Page MenuHomePhabricator

[EventLogging Sanitization] Enable older-than-90-day purging of unsanitized EL database (event) in Hive
Closed, ResolvedPublic0 Estimated Story Points

Description

The script that will purge unsanitized EventLogging Hive data (event database) after 90 days is ready, see T199836.
We'd like to activate it as soon as possible to comply with the data retention guidelines.
So, we'd like to confirm with Hive EventLogging users that nobody is still depending on the unsanitized version of data.
Remind you that the sanitized version lives in Hive's event_sanitized database, is periodically populated according to the EL sanitization white-list and has data since Nov 2017.

Event Timeline

mforns triaged this task as Medium priority.Nov 14 2018, 4:34 PM
mforns created this task.

@mpopov @Tbayer
Hi!

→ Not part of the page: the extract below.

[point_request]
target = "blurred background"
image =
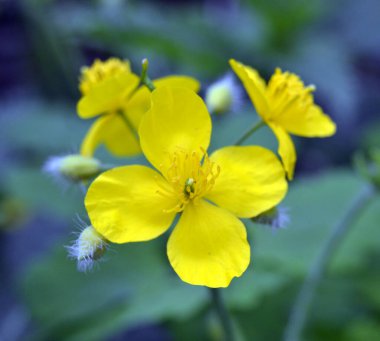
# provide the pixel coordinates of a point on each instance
(133, 294)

I'd like to confirm that you guys are OK with us activating the script that will delete all events older than 90 days in Hive's 'event' database (unsanitized data).
As we discussed in earlier threads:

  • All instances of the app_install_id field are being kept indefinitely in a sanitized form: salted hash with rotating salt every 3 months, see: T198426, T199902.
  • As requested per @mpopov, the old salt is being kept for 2 extra weeks after salt rotation (end of quarter) to allow for consistent backfilling of the event_sanitized database in case of issues: T199899, T199900.

@leila @bmansurov
Hi! I'd also like to confirm with you guys that it's OK to activate the script that will delete all events older than 90 days from Hive's event database (unsanitized), so you'll be left only with the sanitized version of it in event_sanitized database. I believe the main point we wan to discuss here is how we keep unsanitized CitationUsage events while we figure out a way to handle those with Legal. On my end, I'd be happy to white-list all fields temporarily, given that we continue an active conversation with Legal to solve this in the short term. Would that be OK with you? Do you see any other concerns in activating the script regarding EL data belonging to the Research team?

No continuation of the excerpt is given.